Thread overview
[Issue 9092] New: GC.extend allocates less then it reports
Nov 30, 2012
Rainer Schuetze
Dec 01, 2012
Rainer Schuetze
Dec 03, 2012
Rainer Schuetze
Jan 13, 2013
yebblies
November 28, 2012
http://d.puremagic.com/issues/show_bug.cgi?id=9092

           Summary: GC.extend allocates less then it reports
           Product: D
           Version: unspecified
          Platform: All
        OS/Version: All
            Status: NEW
          Severity: critical
          Priority: P2
         Component: DMD
        AssignedTo: nobody@puremagic.com
        ReportedBy: monarchdodra@gmail.com


--- Comment #0 from monarchdodra@gmail.com 2012-11-28 08:53:23 PST ---
Basically, when calling "GC.extend", after a while, the actual length of the allocated memory is just a few bytes short of the actual reported value.

In this particular case, it reports to have extended to 65536 bytes, but trying to access any of the last few bytes (in this case, the last 4 DWORDS) will create an access violation error.

Here is the test program:
//----
import core.memory;
import std.stdio;

void main()
{
    auto a = new ubyte[] (4000);
    for ( ; ; )
    {
        writefln("The length of a (a.length) is: %s", a.length);
        auto u = GC.extend(a.ptr, 40, 400);
        writefln("GC.extend claims to have extended it %s bytes", u);
        if(u)
        {
            a = a.ptr[0 .. u];
            foreach_reverse(k;1..21)
            {
                writef("Trying to access index at u - %2s (%s)... ", k, u-k);
                stdout.flush();
                a.ptr[u -  k] = 0x01;
                writefln("OK!");
            }
            writefln("OK! GC.Extend didn't lie to us, \"a\" really is %s bytes
long.", u);
            writefln("On to the next iteration...\n");
        }
        else
            return;
    }
}
//----

And an exerpt of the last iteration.

//----
...
Trying to access index at u -  4 (61436)... OK!
Trying to access index at u -  3 (61437)... OK!
Trying to access index at u -  2 (61438)... OK!
Trying to access index at u -  1 (61439)... OK!
OK! GC.Extend didn't lie to us, "a" really is 61440 bytes long
On to the next iteration...

The length of a (a.length) is: 61440
GC.extend claims to have extended it 65536 bytes
Trying to access index at u - 20 (65516)... OK!
Trying to access index at u - 19 (65517)... OK!
Trying to access index at u - 18 (65518)... OK!
Trying to access index at u - 17 (65519)... OK!
Trying to access index at u - 16 (65520)... object.Error: Access Violation
//----

Extra tests seem to reveal this only comes up if the returned value is a mod of
2^^16: I get an error on the lengths:
65536, 131072, 196608 etc..., up to 983040

By adding "if ((u % 0x10000) == 0) continue;",
then the program continues, until it finishes at 1044480 bytes.

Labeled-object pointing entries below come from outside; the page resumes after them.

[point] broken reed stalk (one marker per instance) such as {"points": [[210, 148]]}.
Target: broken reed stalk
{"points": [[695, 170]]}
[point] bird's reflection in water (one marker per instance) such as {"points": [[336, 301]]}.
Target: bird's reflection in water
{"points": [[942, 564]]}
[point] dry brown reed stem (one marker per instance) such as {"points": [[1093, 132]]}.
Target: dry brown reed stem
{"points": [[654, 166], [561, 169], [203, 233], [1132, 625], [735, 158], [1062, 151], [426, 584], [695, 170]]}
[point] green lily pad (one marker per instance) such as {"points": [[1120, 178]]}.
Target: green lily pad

Done on a win7x64 with 2.060 and 2.061alpha.

-- 
Configure issuemail: http://d.puremagic.com/issues/userprefs.cgi?tab=email
------- You are receiving this mail because: -------
November 30, 2012
http://d.puremagic.com/issues/show_bug.cgi?id=9092


Rainer Schuetze <r.sagitario@gmx.de> changed:

           What    |Removed                     |Added
----------------------------------------------------------------------------
             Status|NEW                         |RESOLVED
                 CC|                            |r.sagitario@gmx.de
         Resolution|                            |INVALID


--- Comment #1 from Rainer Schuetze <r.sagitario@gmx.de> 2012-11-30 01:33:27 PST ---
I very much suspect that this is caused by the behaveour of large arrays that need more space than 2048 bytes: these arrays store the actual allocated length at the beginning of the block and reserve 16 bytes for that, in contrast to smaller arrays that place this information at the end of the memory block (see druntime/src/rt/lifetime.d for details).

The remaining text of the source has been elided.